I cooked these today with master 9, the Aunty Collector (He is putting in a concerted bid to be called Evil MasterNine in this blog!). It made just more than 2 trays’ worth. The A.C., who, like his mother, prefers all baked goods before they hit the oven, came up with a great energy saving idea. He would eat the 3 leftover biscuits raw. In the end he had a bit of competition from Missy Moo who it appears has also inherited my genes. The Hungry One (aged 14) may well like them too, but I’ll have to do my baking after 11am to test that one. He’s still nowhere to be seen yet this morning!

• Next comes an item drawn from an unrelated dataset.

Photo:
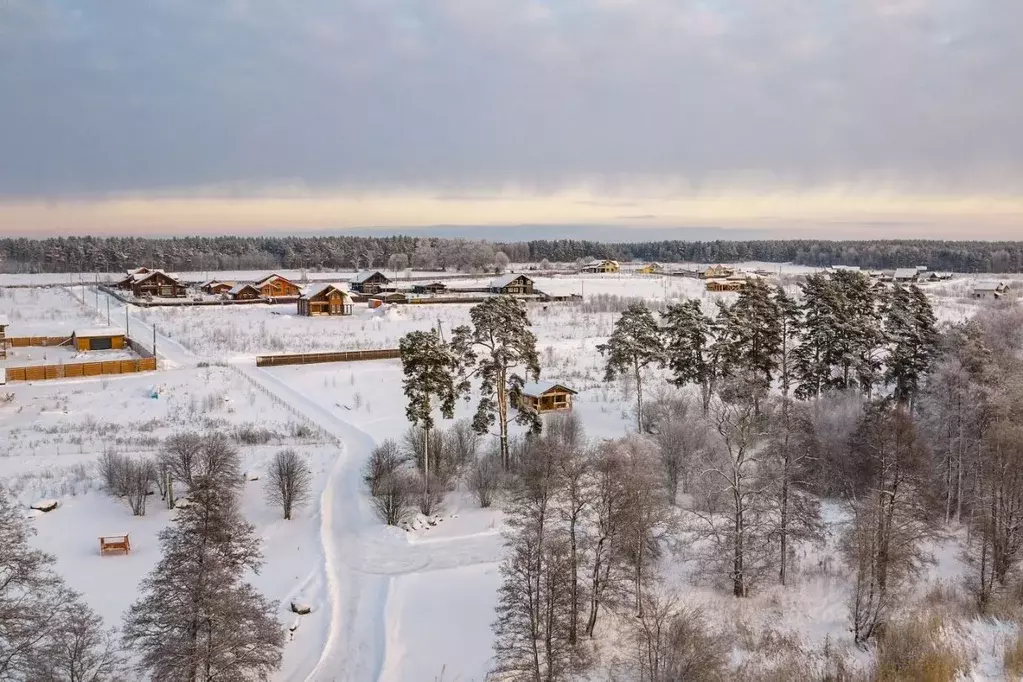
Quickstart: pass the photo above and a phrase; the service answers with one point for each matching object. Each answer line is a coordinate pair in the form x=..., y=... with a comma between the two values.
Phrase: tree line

These bikkies will be perfect for the A.C. ( Face it, child, you’re too cute to be Evil MasterNine) who can’t tolerate salicylates. These naturally occurring chemicals pop up in everything from tomatoes to citrus to broccoli. Since they are also in coconut, regular Anzac Bikkies aren’t the best for him, but these are good. If I were to make the recipe again (and I will), I wouldn’t bother with the rolling and cutting business. Too messy, too time consuming, and the oatmeal doesn’t cut that well. But, in a nod to Great Grandma Ethel, I have followed the recipe exactly this time. With one exception. Whilst I was up for lard in the Good Ginger Snaps, dripping is beyond me. Anyway, GG Ethel says “butter or dripping” so technically I’m still following the recipe.
So, here it is.
1¹⁄3 cups Self Raising Flour, sifted
½ cup sugar
1 cup rolled oats
125g butter, melted
2 tsp milk
Preheat oven to 180°c (350°F). Mix everything together, and knead gently into a ball. Roll out to 5mm thick. Cut into biscuits. Bake for 15 minutes. Cool on a wire rack.
These biscuits are crispy on top, and chewy underneath.